Kieron Gillen and Esad Ribić’s Eternals — maybe the best the series has ever been, including Kirby’s run — is back. The revelation that an Eternal’s resurrected death costs one random person’s life means the immortal and unstoppable Ikaris has to learn how to fight as if his death is consequences.

Supergirl rides Comet the Super-horse through blue and pink stars at a speed to break the laws of science and magic, pursued by a rainbow streak of something in Supergirl: Woman of Tomorrow #6 (2021).

Image: Tom King, Bilquis Evely/DC Comics

Every month there’s a new issue of Supergirl: Woman of TomorrowEach month the artist Bilquis Evely, and colorist Matheus Lópes completely kill it.

A massive face, patterned in the five tones of the four color printing process that created American comics speaks to the defenders in huge block letters as they step out of a panel in a comic page and into blank white space in Defenders #4 (2021).

Image: Al Ewing, Javier Rodríguez/Marvel Comics

Every issue Defenders, the titular team has traveled back to the next earliest incarnation of the Marvel Universe, and as they do, Al Ewing and Javier Rodríguez have remade the world in simpler form — until this issue where they arrive in a place where boiled down archetypes of all of Marvel’s heroes and villains slug it out eternally on a vast battle plain, and the manipulation of the colors cyan, magenta, yellow, and black allow you to control reality.

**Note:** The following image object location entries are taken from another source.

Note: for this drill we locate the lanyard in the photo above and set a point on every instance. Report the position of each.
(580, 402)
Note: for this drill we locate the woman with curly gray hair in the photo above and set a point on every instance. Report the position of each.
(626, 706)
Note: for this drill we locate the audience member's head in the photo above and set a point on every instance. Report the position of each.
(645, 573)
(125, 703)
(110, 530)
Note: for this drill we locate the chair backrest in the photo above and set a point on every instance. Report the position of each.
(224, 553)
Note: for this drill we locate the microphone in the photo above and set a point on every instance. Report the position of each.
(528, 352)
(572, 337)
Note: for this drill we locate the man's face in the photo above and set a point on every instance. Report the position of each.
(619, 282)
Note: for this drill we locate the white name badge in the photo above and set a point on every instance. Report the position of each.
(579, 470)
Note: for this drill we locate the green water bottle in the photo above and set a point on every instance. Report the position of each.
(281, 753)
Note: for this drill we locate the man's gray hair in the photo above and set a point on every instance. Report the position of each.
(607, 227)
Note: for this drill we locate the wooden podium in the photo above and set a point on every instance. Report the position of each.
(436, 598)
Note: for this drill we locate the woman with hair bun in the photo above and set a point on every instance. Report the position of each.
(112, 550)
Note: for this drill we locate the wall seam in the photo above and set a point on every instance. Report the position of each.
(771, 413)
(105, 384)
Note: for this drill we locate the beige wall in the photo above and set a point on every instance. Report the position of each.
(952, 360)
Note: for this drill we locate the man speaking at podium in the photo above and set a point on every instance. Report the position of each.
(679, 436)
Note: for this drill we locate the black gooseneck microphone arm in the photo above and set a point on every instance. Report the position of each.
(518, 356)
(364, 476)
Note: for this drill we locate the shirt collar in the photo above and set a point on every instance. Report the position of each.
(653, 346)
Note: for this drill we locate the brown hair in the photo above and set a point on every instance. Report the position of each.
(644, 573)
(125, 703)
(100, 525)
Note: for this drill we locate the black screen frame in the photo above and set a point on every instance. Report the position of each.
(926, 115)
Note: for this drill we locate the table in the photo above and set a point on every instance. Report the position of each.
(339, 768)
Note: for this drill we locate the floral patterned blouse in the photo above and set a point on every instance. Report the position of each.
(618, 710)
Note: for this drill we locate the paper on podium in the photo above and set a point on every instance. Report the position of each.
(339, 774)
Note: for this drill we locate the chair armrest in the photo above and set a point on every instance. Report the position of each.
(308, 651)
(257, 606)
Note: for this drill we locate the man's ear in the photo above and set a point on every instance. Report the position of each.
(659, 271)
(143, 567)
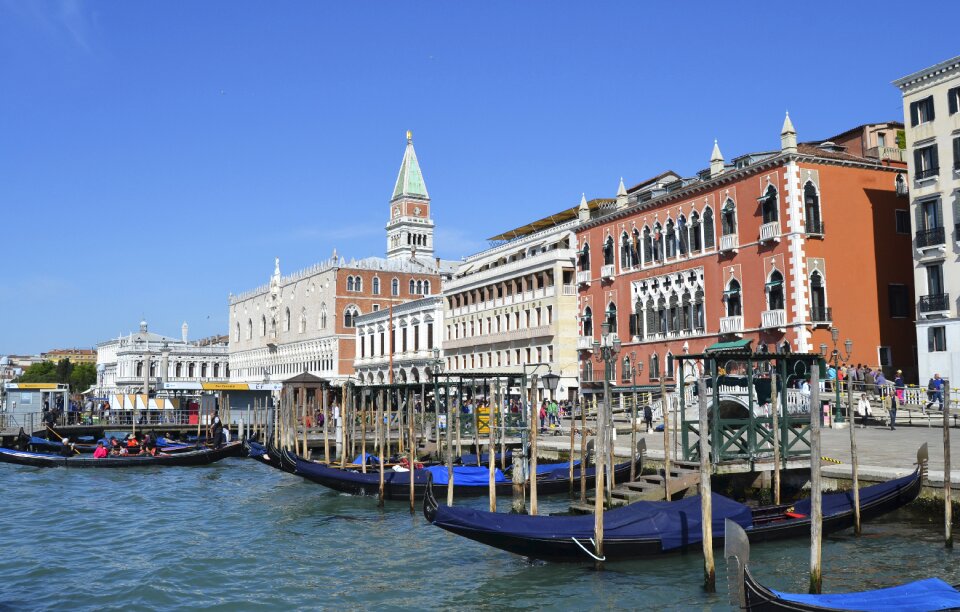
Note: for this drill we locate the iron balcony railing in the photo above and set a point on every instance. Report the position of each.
(935, 302)
(930, 237)
(821, 314)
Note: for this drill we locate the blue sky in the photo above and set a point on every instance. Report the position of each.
(155, 156)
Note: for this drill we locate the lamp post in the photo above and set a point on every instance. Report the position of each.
(834, 359)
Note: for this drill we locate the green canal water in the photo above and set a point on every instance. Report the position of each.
(238, 535)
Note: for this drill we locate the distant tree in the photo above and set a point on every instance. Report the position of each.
(45, 371)
(64, 368)
(83, 376)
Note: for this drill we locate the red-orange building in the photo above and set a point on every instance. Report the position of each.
(776, 247)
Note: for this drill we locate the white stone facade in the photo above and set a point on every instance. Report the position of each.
(122, 363)
(408, 350)
(931, 104)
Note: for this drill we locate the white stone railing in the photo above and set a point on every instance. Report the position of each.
(770, 231)
(773, 318)
(731, 325)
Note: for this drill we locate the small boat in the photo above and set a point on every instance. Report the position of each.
(195, 457)
(552, 478)
(748, 594)
(648, 529)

It’s obvious that this is not a good idea.

Eight panels of a training montage with a middle-aged Selina Kyle and Killer Croc. They gripe about old injuries and fall asleep on the couch afterward, in Catwoman: Lonely City #2 (2021).

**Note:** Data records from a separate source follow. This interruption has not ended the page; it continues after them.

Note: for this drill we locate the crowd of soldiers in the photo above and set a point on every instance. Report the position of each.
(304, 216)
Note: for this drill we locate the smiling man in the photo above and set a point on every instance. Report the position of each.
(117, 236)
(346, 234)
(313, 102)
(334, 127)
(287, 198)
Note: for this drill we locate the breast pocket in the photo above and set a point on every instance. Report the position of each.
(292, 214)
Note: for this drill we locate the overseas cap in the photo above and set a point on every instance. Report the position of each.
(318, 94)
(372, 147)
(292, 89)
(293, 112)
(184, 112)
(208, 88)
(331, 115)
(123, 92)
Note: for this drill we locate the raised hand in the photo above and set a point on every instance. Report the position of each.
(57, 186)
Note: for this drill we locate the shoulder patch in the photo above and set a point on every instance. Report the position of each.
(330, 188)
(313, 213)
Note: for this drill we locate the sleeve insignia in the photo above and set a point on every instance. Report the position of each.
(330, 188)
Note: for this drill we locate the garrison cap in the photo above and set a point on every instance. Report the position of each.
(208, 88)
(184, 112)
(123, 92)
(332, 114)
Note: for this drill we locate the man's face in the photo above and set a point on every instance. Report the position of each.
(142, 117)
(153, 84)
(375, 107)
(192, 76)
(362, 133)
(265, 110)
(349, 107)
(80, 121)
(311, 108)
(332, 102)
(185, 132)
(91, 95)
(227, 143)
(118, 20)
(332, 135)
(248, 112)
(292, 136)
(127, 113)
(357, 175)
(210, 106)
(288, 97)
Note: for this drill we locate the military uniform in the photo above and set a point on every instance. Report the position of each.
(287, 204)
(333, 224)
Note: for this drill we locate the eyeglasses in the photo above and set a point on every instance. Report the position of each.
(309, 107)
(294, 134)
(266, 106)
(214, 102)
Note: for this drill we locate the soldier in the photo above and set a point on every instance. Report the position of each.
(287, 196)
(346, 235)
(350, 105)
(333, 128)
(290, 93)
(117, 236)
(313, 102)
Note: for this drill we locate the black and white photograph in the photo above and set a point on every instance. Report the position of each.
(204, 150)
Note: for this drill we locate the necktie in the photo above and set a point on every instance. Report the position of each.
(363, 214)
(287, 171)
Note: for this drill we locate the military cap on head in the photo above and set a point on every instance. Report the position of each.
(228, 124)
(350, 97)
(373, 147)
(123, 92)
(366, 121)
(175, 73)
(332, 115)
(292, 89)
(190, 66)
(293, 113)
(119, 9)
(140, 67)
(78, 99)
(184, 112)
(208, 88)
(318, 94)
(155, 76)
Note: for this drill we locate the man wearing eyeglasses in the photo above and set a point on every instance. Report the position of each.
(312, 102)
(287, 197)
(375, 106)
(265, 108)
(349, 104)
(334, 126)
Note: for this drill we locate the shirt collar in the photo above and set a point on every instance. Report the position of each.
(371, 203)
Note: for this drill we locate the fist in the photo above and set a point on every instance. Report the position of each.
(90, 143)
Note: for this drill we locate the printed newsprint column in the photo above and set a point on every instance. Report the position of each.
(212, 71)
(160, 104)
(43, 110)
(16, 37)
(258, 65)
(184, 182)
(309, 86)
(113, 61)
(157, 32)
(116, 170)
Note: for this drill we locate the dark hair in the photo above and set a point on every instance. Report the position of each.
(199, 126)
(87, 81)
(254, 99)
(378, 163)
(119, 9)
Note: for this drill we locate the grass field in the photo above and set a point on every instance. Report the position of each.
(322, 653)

Image: Cliff Chiang/DC Comics

One of the funniest and most beautiful comics available today is Catwoman: Lonely City. It has become a huge success. Batman: The Animated Series vibes, in a stylishly rendered near-future Gotham City where old characters take new roles — and Selina Kyle and Killer Croc are rooming together and training-montaging for the ultimate heist.

Also I just love Croc’s smushed face.